At this stage, you learn the many characteristics of excellence, the requirements for excellence, and the responsibilities of excellence. You learn the kind of thinking, feeling, and attitude required of a black belt. This is the stage of production in which the body, the mind, and the spirit become one. Suppose the area you wish to master is the guitar. If you practiced three hours per day, every day for ten years, you will have acquired over 10,000 hours of practice. After the countless hours of disciplined practice, you should be able to produce good music 100% of the time at a level that surpasses most musicians. This is the black belt level, and unfortunately, this is where many people stop. It’s true that they have achieved much more than most others, and at this level, they consistently produce good work. But excellence is not mastery. Black belt excellence means demonstrating consistent production of a desired outcome.

Level 4

At this stage, you explore the wall that separates you from your purpose and your legacy. This is the stage of identity in which you examine how inextricably linked you are to the area you wish to master. This is a difficult stage because you must journey beyond the complacency of excellence and into a wisdom that surpasses technical excellence. This stage is more than high scores, good grades, great results, or tons of knowledge. In this stage, you learn how your talents, passions, and strengths are pointing you toward your life’s true purpose. For you, this stage may take on a different form. For you, this wall may take the form of haters, people who criticize your journey or try to convince you that it’s the wrong path. For you, this wall may take the form of self-doubt in which you battle with your own criticisms. For you, this wall may take the form of financial struggle in which the time and effort needed to achieve mastery is battling with the need to pay for expenses. This was a difficult stage for me. I had been working as an educator for nine years, producing good results, and changing the lives of many students…and I was still wondering at this point if the education field was right for me. I considered making career changes even after receiving amazing feedback on my excellence as a teacher. My wall involved working on my confidence in my abilities, working on my belief that I was on the correct path, and working on how I would be viewed (and how I viewed myself) as an educator.
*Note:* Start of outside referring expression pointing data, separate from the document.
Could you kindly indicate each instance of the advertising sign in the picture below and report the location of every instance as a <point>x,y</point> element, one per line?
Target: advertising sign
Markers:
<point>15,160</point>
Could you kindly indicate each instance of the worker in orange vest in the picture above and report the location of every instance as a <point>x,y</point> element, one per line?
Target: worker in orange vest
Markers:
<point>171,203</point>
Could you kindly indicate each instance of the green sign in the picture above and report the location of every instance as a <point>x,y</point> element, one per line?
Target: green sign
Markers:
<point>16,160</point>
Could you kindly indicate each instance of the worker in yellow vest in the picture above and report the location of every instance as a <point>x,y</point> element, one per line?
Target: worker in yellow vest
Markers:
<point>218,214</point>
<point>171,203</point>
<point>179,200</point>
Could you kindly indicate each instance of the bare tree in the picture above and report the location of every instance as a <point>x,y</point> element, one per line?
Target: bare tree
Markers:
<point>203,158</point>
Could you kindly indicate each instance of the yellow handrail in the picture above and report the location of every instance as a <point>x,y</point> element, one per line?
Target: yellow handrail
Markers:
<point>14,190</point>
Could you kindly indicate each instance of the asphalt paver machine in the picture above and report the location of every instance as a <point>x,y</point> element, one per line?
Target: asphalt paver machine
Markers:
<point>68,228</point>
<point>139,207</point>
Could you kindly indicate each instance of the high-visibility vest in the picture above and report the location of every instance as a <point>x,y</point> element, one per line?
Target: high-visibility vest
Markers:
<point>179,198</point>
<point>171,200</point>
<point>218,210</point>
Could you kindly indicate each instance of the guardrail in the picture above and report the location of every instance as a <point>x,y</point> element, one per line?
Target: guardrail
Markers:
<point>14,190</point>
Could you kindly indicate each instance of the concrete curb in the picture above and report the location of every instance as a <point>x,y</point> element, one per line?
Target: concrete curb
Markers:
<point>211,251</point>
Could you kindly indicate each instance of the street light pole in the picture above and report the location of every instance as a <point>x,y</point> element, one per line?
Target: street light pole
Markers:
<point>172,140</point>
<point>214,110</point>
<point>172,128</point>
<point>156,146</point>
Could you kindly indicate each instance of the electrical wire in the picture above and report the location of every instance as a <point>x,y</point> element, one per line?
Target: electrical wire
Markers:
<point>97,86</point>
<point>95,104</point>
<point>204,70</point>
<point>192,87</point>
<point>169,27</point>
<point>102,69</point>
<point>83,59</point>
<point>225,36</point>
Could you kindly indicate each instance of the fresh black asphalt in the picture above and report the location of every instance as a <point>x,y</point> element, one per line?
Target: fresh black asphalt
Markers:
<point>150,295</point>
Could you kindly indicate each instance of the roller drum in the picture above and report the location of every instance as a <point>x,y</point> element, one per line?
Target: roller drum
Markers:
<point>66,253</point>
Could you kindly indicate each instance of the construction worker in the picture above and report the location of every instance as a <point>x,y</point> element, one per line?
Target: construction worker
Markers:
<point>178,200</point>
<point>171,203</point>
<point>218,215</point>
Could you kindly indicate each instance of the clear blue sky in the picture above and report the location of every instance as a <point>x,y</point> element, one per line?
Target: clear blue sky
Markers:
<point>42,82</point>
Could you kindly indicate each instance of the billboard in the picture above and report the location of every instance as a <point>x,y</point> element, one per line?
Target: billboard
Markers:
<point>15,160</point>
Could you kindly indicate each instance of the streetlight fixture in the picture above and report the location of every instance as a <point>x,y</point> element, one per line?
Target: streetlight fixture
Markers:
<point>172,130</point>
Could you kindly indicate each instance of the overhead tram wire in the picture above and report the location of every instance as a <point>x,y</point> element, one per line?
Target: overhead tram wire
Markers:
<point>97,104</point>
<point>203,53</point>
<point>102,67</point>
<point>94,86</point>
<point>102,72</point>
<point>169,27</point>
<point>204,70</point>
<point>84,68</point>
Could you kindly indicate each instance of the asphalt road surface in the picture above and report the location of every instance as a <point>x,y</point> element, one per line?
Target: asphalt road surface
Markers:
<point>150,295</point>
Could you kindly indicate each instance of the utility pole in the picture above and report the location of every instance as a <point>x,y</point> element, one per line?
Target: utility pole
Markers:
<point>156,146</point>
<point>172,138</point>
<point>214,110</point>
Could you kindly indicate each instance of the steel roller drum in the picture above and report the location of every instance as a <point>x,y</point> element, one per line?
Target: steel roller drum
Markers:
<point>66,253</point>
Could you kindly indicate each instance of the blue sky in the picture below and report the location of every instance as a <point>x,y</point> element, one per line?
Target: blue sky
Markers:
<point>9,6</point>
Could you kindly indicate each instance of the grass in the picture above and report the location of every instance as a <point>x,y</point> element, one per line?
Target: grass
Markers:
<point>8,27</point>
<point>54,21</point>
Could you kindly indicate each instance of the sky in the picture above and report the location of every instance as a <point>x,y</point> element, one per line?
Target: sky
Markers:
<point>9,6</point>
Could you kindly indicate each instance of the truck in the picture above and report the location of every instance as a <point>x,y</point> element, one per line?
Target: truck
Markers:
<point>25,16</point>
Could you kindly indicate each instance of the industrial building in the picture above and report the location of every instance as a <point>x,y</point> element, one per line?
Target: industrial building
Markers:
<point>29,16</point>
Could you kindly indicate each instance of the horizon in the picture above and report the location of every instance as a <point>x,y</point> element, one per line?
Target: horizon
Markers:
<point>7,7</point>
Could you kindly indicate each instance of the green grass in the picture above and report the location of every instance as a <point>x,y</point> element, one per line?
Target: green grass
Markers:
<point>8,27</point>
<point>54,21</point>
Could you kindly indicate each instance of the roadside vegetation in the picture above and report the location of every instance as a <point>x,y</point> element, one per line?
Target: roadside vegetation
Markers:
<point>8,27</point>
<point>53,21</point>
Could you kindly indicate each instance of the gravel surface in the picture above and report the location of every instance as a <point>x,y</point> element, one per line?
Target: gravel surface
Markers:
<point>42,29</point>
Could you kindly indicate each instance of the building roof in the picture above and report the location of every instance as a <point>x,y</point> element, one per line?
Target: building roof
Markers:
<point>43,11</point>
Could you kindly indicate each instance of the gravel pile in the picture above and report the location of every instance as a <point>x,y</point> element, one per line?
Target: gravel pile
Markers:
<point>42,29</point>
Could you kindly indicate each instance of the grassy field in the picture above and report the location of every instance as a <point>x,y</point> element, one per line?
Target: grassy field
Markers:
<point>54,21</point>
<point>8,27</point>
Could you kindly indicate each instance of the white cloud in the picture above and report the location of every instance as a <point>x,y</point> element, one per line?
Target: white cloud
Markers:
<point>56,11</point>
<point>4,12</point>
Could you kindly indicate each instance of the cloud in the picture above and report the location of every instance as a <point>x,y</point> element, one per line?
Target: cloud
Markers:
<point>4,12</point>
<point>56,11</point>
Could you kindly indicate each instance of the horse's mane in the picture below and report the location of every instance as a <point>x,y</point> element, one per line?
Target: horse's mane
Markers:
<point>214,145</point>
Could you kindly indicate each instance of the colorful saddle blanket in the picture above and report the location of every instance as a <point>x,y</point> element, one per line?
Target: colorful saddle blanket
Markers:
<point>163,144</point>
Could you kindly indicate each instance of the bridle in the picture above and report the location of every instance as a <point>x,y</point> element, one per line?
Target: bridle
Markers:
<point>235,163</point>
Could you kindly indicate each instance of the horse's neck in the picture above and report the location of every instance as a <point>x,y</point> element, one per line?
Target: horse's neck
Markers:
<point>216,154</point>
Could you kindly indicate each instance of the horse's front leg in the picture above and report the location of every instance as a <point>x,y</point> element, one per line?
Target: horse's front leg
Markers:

These were all ways in which my area of expertise began to fuse with my identity.

Level 5

This is not necessarily when you become a master. Think of this stage a little differently. This is the stage of transformation. It is important to avoid thinking of this stage as the master level. If you think that, then unfortunately you’ll be tempted to stop learning, and this stage is all about continuing to learn (after all, it is called the beginner’s mind). At this stage, you learn how to continue transforming in the absence of the sensei. A very important aspect of this stage involves the relationship you have with other people as it relates to the area you’re mastering. Some will seek you out for your services, some will seek you out for your wisdom and insight, and some will seek you out for your lessons and teaching. This stage is less about being a master, and more about practicing mastery. (It’s an important but subtle difference.) You begin to learn from your inner teacher while discovering the responsibilities that come with mastery. Similar to stage one, this fifth stage is also referred to as the beginner’s mind because you realize that another journey begins down a new path…the continued lifelong learning of new lessons.

One final thought…

Practicing mastery is a truly unique feeling that is a bit difficult to describe. It’s an interesting mix of humility and confidence. I did not wake up one day and say to myself, “I have completed my training, so now I am a master teacher.” It was more subtle and fluid, like the current of a very slow moving river. I looked around one day and slowly realized I was much further down the river than I thought. It was hindsight that helped me realize my mastery. And here’s the important piece for you. Once you slowly come to that gradual realization, that’s exactly the moment when you take on the responsibility of what that realization means.

Sometimes gaining knowledge also comes with gaining the responsibility of doing something with that knowledge.